South Africa

Controversy over sharks goes to court

July 31, 2003 Edition -1

Ingrid Oellermann

The killing of sharks, especially those at the internationally renowned dive site Protea Banks, off Shelly Beach on the South Coast, is the subject of a High Court action in Pietermaritzburg.

Sensational Charters, a Shelly Beach fishing charter company, has accused local dive operator Trevor Krull (of Aqua Planet Dive Shop) of distributing a defamatory pamphlet intended to harm its business.

Denise Milton, who runs Sensational Charters with her husband, Michael, described the pamphlet as emotive and containing innuendoes that her business was intent on killing sharks; did this senselessly; conducted continued killing and slaughter of sharks, targeted certain species of sharks for slaughtering and acted in a "cold, brutal, callous and immoral" manner.

The pamphlet, which is attached to court papers, shows a picture of Mr Milton and another man dressed in Sensational Charters T-shirts, with a dead shark believed to be a Zambezi shark, which was known to divers at Protea Banks reef and nicknamed "Kinky" because of a deformed tail.

Mrs Milton said her company had been in business for 17 years and had a good reputation. Clients on occasion did wish to fish for sharks and were accommodated, she said.

However, they had an option of tagging and releasing the sharks, which was "by far the preferred choice" of her company. In the past two years an average 10 shark trips a year were undertaken, she said.

Free, fair debate

Krull, a founder of the Joint Awareness Group for Shark Conservation, admitted distributing the pamphlet to divers, but said the killing of sharks lay within the field of "free and fair public debate".

"The imputation attributed to the applicant that it engages in such activities is true," he said.

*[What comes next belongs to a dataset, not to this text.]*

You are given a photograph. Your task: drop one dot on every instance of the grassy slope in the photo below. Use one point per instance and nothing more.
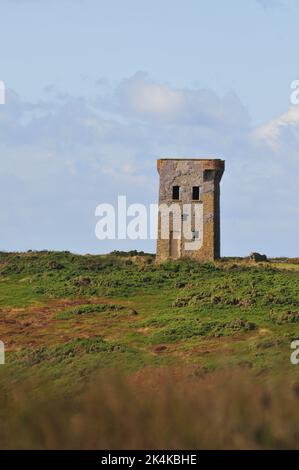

Krull said Protea Banks was one of Southern Africa's foremost dive sites with unparalleled opportunities for diving with large pelagic sharks. Tourists flew to SA often for the aim of diving there, he said.

Some fishermen regarded sharks as vermin, justifying their slaughter and elimination, and others targeted them for sport to mount their jaws on display.

He alleged that Mrs Milton held views that were "antagonistic" to divers who condemned the senseless slaughter of sharks. Her picture appeared in a newspaper in 1996 with a dead Zambezi shark caught on Protea Banks and in a published letter she stated that fishermen were "fed up" with losing their catches to sharks and she did not believe a small area like Protea Banks should support "so many voracious large predators just to please the yuppie divers".

In March Michael Fraser, co-founder of the Joint Awareness Group for Shark Conservation, discovered and photographed shark carcasses which were allegedly sold to a local fishmonger by Sensational Charters. Subsequently, a picture showing Mr Milton with the dead Zambezi shark was given to him by Kobus Mentz, who said he had been asked to use the picture to promote Sensational Charters business.

The case was postponed to August 13.